Chol Hamo’ed is the name for the days during Succot that fall in between the yomtovim at the beginning and end of the festival. Chol means secular or profane – the opposite of kedushah – holiness. We use the word chol in the Havdalah ceremony at the end of Shabbat when we distinguish between Shabbat and the working week. And mo’ed is associated with ohel mo’ed – the part of the Sanctuary which was protected by a tent – the Holy of Holies and in the Talmud known as the Camp of the Shechinah. ‘Can’t get much holier than that but yet we can work, travel and shop on chol ha’moed. So Is there a contradiction here between the secular and the sanctified?
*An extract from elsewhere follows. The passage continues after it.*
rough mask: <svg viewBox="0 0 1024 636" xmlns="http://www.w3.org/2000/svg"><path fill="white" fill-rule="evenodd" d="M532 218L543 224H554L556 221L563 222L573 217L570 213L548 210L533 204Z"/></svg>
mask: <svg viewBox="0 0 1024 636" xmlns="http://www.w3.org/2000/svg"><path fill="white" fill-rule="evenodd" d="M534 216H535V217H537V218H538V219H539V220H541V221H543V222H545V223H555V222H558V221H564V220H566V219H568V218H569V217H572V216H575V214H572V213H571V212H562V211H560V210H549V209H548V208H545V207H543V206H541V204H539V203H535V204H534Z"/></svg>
Using the sukkah as the motif of the festival, I certainly don’t think so. The everyday material aspects of life become imbued with spirituality. The chairs and tables, knives and forks that we use in the house are used in the sukkah. They remain the same items, except that we now see them differently. They are- objects with little protection against the wind and the rain but under the protection of God. Just like us mere mortals.And there is a similar idea when it comes to inviting people to eat in the sukkah. The custom of ushpizin, ‘spiritual guests’ brings Abraham, Isaac, Jacob, Joseph, Moses, Aaron and David to the sukkah table to complement our flesh and blood visitors. Jerusalem-based writer Mordechai Beck suggests Abraham’s gracious hosting of the three nameless men (Bereshith:18:1-16) typifies the ushpizin’s acts of kindness. The Rabbis magnify the event by saying that Abraham’s tent was open on all four sides in order to welcome guests coming from whatever direction. The Rabbis further emphasise the quality of Abraham’s act by noting that it took place three days after he had circumcised himself. and that when God Himself visited him, to find out how he was feeling, Abraham’s response was to force God to send him more guests in order to satisfy his unquenchable desire to demonstrate his care for others. Such was Abraham’s love for people that it even preceded his love for God. And God agreed with him.
The Zohar says that when the ushpizin come to a sukkah and see a family only caring for its own festival needs. they are angry and refuse the invitation. But if they come to a sukkah filled with human guests then they are proud to accept the invitation and they enter with their holy presence. Surely a great example of mixing the secular with the holy!